Furthermore, it must be admitted that the sheikhs and younger members of the religious forces have been more successful than the revolutionary youths in actually applying American principles. The religious forces adapted political Islam to coexist with democracy and the multiparty system, after it became apparent that American NGO’s had trained certain [Islamist groups] side by side with the revolutionary youths. The proof is that the sheikhs of American democracy have now come to sit on the chairs of power in Morocco and Tunisia, and perhaps tomorrow in Egypt, Libya, and Syria.
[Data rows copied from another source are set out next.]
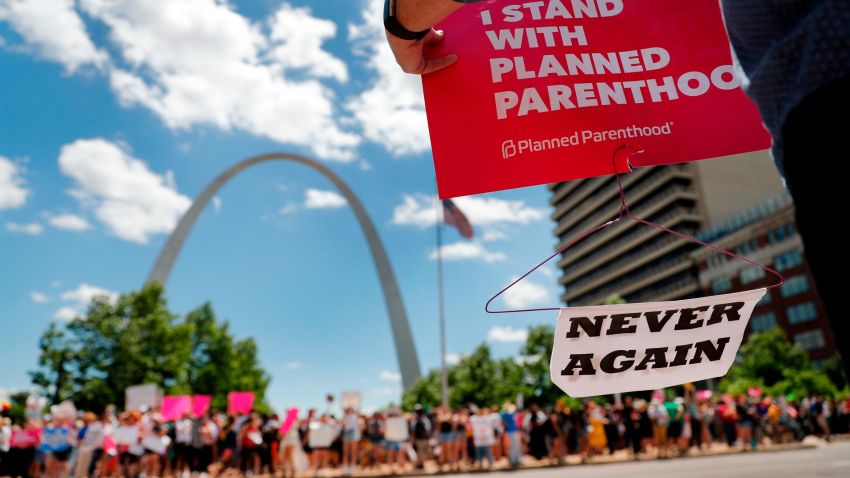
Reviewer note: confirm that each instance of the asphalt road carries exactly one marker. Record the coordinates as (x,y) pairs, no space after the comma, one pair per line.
(828,461)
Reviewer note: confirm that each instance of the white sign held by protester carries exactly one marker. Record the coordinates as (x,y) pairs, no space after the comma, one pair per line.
(397,429)
(321,435)
(483,433)
(139,396)
(127,435)
(607,349)
(351,398)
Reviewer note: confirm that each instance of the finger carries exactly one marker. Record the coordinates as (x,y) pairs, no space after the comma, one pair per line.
(437,64)
(434,36)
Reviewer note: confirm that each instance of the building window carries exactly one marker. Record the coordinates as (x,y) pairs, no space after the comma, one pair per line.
(795,286)
(810,339)
(721,285)
(751,274)
(788,260)
(800,313)
(762,322)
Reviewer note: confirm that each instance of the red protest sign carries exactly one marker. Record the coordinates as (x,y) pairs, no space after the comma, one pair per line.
(174,407)
(201,405)
(240,403)
(25,438)
(546,91)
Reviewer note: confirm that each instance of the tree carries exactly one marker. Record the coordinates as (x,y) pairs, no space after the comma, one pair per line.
(770,360)
(136,340)
(219,363)
(535,355)
(55,355)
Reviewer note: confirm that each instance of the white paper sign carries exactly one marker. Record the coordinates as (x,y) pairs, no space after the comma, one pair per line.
(397,429)
(351,398)
(322,436)
(127,435)
(483,433)
(607,349)
(155,444)
(139,396)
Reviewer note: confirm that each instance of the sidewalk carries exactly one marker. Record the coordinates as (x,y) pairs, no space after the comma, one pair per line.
(621,456)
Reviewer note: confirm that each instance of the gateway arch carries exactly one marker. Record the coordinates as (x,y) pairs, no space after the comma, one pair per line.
(405,349)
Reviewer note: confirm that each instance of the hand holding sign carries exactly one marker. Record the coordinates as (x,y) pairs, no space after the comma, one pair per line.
(544,91)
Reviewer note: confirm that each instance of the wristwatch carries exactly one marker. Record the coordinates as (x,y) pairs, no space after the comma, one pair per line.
(395,28)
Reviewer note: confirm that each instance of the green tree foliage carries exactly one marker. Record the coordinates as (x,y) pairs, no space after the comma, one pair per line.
(770,360)
(137,340)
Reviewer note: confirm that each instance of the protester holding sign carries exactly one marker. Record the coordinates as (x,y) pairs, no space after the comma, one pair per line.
(56,444)
(794,54)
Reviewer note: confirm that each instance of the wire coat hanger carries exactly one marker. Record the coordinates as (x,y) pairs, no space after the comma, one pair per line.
(625,151)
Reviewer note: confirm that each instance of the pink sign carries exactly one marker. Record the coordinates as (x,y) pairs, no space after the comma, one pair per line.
(109,446)
(289,421)
(174,407)
(240,403)
(25,438)
(201,404)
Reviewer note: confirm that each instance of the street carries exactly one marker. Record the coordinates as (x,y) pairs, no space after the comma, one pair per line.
(830,461)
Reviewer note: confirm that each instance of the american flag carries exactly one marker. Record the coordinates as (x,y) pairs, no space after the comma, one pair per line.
(454,217)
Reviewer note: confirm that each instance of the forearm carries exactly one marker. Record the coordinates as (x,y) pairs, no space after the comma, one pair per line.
(418,15)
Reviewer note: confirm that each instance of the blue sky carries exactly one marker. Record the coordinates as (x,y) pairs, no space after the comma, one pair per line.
(116,113)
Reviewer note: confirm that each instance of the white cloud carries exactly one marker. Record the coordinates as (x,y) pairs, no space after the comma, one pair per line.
(392,111)
(133,202)
(453,359)
(319,199)
(32,228)
(200,63)
(389,376)
(68,222)
(288,208)
(12,191)
(66,314)
(84,293)
(525,294)
(298,37)
(466,250)
(419,210)
(53,30)
(492,235)
(80,298)
(506,335)
(386,392)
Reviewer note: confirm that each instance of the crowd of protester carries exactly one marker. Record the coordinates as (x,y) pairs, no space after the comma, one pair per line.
(473,437)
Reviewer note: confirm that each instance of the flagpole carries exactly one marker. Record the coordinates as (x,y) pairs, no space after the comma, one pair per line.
(444,376)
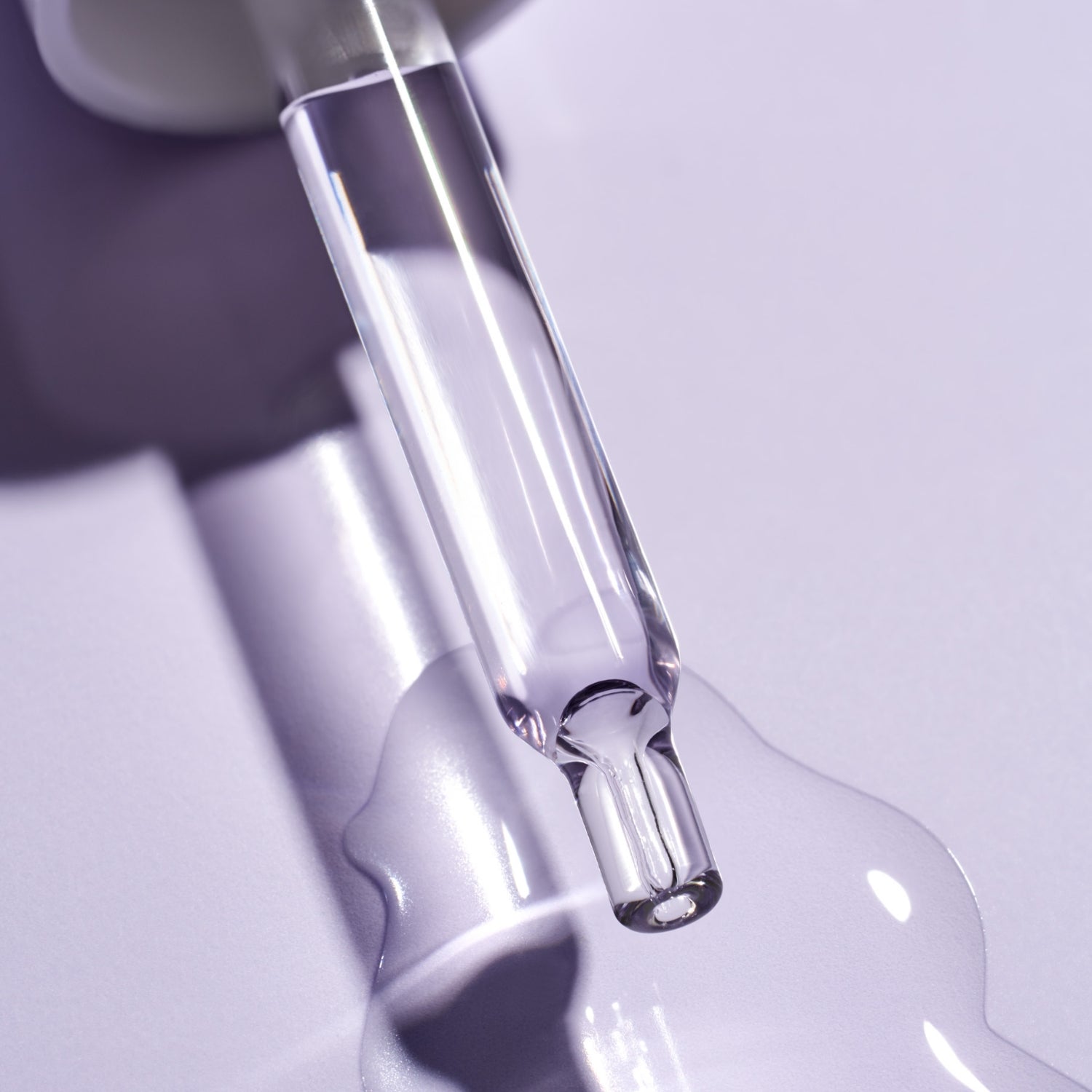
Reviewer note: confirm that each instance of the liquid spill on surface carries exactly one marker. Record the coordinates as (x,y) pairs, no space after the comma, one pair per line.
(847,951)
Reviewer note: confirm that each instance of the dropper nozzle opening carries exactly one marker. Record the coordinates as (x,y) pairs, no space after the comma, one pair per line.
(615,746)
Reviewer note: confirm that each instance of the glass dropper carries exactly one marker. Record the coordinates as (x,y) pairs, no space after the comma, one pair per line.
(561,605)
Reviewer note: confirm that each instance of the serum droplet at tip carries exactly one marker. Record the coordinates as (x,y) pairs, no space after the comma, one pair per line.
(674,909)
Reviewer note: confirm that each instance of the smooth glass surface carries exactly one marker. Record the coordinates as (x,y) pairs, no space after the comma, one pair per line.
(558,596)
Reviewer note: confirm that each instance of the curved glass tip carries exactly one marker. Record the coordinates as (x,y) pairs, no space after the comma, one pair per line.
(615,747)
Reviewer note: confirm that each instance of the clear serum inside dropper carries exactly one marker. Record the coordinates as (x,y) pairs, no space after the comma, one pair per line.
(561,602)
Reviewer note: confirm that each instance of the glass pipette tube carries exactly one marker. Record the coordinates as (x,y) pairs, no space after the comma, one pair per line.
(561,602)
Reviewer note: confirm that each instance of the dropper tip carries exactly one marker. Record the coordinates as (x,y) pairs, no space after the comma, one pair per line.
(672,910)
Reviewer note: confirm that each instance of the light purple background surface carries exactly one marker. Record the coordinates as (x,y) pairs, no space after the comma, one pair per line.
(844,253)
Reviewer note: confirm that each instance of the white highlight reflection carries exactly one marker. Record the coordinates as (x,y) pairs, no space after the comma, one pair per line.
(493,325)
(947,1057)
(893,895)
(515,863)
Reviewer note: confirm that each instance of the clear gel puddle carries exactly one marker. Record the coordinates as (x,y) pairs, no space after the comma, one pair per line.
(847,951)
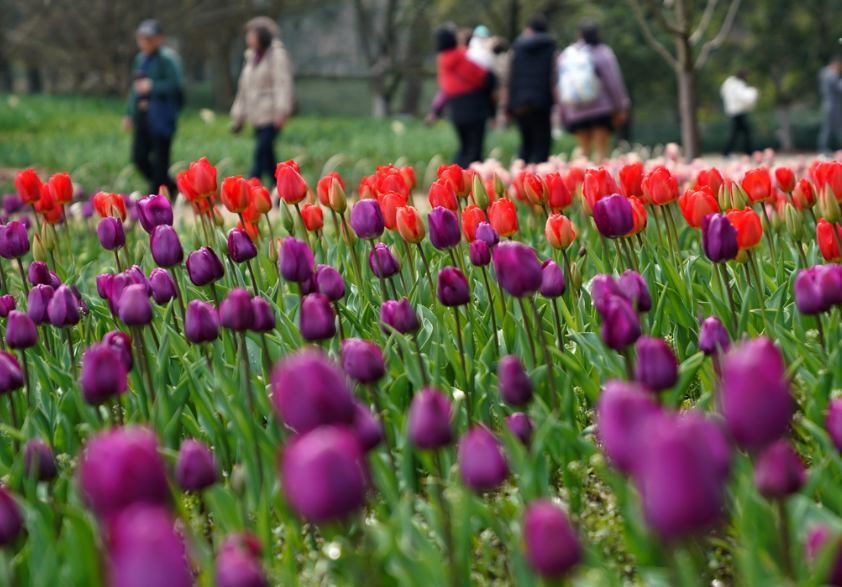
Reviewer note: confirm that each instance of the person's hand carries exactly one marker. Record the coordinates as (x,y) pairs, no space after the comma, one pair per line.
(143,86)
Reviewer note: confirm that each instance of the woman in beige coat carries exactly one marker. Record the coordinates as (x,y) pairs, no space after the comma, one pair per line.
(265,95)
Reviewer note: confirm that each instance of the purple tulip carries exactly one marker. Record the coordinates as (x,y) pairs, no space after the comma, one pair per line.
(153,211)
(754,393)
(163,286)
(103,374)
(517,268)
(479,253)
(778,471)
(482,465)
(11,520)
(144,549)
(327,401)
(552,547)
(521,426)
(38,303)
(620,324)
(324,473)
(111,234)
(657,367)
(399,315)
(134,306)
(236,311)
(39,461)
(621,416)
(296,260)
(7,304)
(552,279)
(204,267)
(387,261)
(166,247)
(122,467)
(452,289)
(21,332)
(119,342)
(240,246)
(713,337)
(366,427)
(719,238)
(444,228)
(513,382)
(486,233)
(64,308)
(367,219)
(195,468)
(317,320)
(329,282)
(264,315)
(11,377)
(613,216)
(428,421)
(362,360)
(634,289)
(38,273)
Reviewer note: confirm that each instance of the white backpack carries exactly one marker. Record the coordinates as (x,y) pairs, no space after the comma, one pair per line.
(578,81)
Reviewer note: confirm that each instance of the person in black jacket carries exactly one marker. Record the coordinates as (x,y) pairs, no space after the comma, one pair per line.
(529,94)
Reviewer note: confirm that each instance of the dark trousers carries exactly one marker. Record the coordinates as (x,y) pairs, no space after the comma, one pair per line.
(739,126)
(264,152)
(535,134)
(471,139)
(151,154)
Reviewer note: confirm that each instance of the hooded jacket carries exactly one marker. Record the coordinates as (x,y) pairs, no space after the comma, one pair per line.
(531,72)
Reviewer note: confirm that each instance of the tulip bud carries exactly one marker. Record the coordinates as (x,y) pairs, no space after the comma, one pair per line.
(479,192)
(362,360)
(429,426)
(778,471)
(39,461)
(324,473)
(552,547)
(482,465)
(195,468)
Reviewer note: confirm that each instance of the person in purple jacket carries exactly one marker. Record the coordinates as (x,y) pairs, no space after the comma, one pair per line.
(593,96)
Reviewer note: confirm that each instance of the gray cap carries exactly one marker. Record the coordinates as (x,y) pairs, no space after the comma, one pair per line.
(149,28)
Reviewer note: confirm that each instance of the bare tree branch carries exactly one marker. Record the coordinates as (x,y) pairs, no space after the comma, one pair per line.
(647,34)
(700,31)
(717,41)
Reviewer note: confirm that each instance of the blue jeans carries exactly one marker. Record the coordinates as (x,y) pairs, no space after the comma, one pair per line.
(264,152)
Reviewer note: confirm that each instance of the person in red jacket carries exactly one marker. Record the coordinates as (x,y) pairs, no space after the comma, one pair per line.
(467,89)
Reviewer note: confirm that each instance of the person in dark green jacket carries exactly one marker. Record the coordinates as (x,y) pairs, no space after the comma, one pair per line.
(155,97)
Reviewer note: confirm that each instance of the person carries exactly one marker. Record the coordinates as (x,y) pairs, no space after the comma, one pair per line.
(155,97)
(830,88)
(739,99)
(529,94)
(593,96)
(466,91)
(265,94)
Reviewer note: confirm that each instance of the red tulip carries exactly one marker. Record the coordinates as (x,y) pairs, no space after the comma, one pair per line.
(631,176)
(758,185)
(291,186)
(61,188)
(235,194)
(749,229)
(828,243)
(696,203)
(28,185)
(471,217)
(503,217)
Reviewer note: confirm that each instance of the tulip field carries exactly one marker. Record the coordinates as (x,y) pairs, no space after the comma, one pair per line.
(531,375)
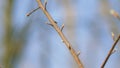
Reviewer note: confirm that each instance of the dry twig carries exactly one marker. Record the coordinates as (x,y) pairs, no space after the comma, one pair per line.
(110,52)
(55,26)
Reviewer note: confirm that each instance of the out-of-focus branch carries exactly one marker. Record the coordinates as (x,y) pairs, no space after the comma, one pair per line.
(55,26)
(110,52)
(115,14)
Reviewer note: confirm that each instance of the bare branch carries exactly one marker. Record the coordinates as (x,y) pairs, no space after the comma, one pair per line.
(78,53)
(55,26)
(45,3)
(113,36)
(28,14)
(110,52)
(62,27)
(115,14)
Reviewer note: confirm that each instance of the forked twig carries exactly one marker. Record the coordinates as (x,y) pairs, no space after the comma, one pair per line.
(55,26)
(110,52)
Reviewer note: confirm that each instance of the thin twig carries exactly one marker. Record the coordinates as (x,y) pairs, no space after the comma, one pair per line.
(110,52)
(115,14)
(28,14)
(55,26)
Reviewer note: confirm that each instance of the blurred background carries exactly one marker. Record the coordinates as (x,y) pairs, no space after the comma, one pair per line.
(27,42)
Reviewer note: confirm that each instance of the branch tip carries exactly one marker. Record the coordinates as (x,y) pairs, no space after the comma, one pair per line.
(78,53)
(62,27)
(49,24)
(28,14)
(115,14)
(113,36)
(45,4)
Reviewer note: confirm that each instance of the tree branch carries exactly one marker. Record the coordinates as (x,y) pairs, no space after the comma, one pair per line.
(55,26)
(110,52)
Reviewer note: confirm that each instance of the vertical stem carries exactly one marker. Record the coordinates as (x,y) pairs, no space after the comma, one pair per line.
(69,46)
(110,52)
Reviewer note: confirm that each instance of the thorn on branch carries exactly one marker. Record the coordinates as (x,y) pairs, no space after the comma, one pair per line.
(78,53)
(45,4)
(62,27)
(28,14)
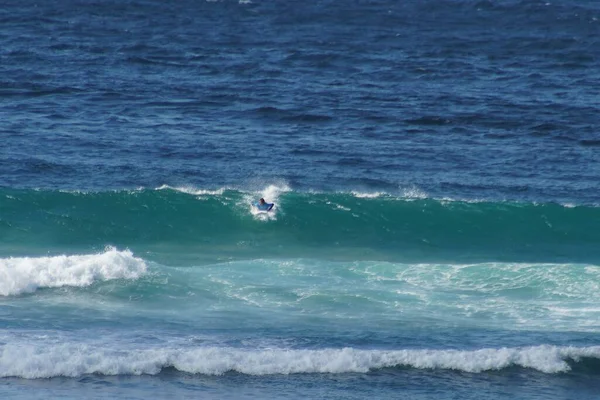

Here I return to the history of American aid to point out that it has always been a strong arm of American foreign policy since World War II. The success of the Marshall Plan (1947) was exemplary in resuscitating a downtrodden Europe emerging from a destructive war. Through this plan, the United States saved the capitalist democracy before waging an ideological cold war over the next 40 years.

The American NGOs trained an entire generation of political and youth elite in Germany and Japan on the art and methods of the democratic game. Why did the United States succeed there but fail in the Arab world? Here we must evaluate ourselves and admit that the German and Japanese elite were part of advanced societies, qualified in both culture and awareness, and socially disciplined, whilst the Arab society “loves chaos”, to use the expression of an Egyptian commentator in Al-Ahram newspaper.

For my part, I would add that our society is still tribal, with a sectarian epidemic coursing through it that overpowers national affiliation. National affiliation is necessary in order to accept the values of modernism led by democracy and peaceful struggle to achieve social justice.

In an awakening of conscience, after the death of 200,000 Japanese as the result of the American atomic bomb, President Harry Truman adopted the principle of human rights and the values of freedom and democracy, as part of the principles for social aid (Point Four). But these “virtues” were soon distorted by the Cold War. Security bodies manipulated them to serve totalitarian regimes, even in the states benefiting from American aid.

In the Arab world, the United States dismantled the old imperialism (British, French), but it contributed to the ideological coups that had inherited Abdel Nasser’s slogans at the beginning of the 1970s (in Syria, Iraq, Sudan, Egypt, and Libya). Then America used political funds to harness jihadist Islam in Afghanistan.

Anwar Sadat paid his life as a price for unleashing the religious forces, and for his inability to understand the difference between a conflict of destiny and a political conflict, when it came to Zionism. Mubarak made peace with the Arabs and preserved the relationship with the United States, yet this did not stop the Clinton and Bush Administrations from curtailing aid to Egypt from $2.1 billion to $1.6 billion, of which $1.3 billion was allocated to military aid. At the same time, aid to Israel was not greatly affected ($3 billion). In addition, there was a further guarantee from the Bush (senior) Administration to provide bank loans to Israel to the value of $10 billion, in order to resettle Russian Jews.

The American media revolution greatly contributed to breaking the Arab inertia. Social media websites mobilized millions to come to Tahrir Square. But President Obama’s United States hastened to prevent the uprisings from turning into full-scale revolutions by adopting the trend towards political Islam once again, then curbing this trend by placing it under the supervision of the military establishment.

Is there a solution or a settlement to this Egyptian/American “quarrel”? I believe that the solution lies in a greater Arab understanding of the mechanics of NGO services, instead of the “personality cult” culture (the crass speeches of Saddam Hussein and Hafez al-Assad are part of the core of the Iraqi and Syrian educational syllabus). In return, America must display a greater understanding of the world, an understanding of its cultures, its traditions, its policies, its aspirations and its pains. This must come without haughtiness, without arrogance, and without brandishing a thick stick.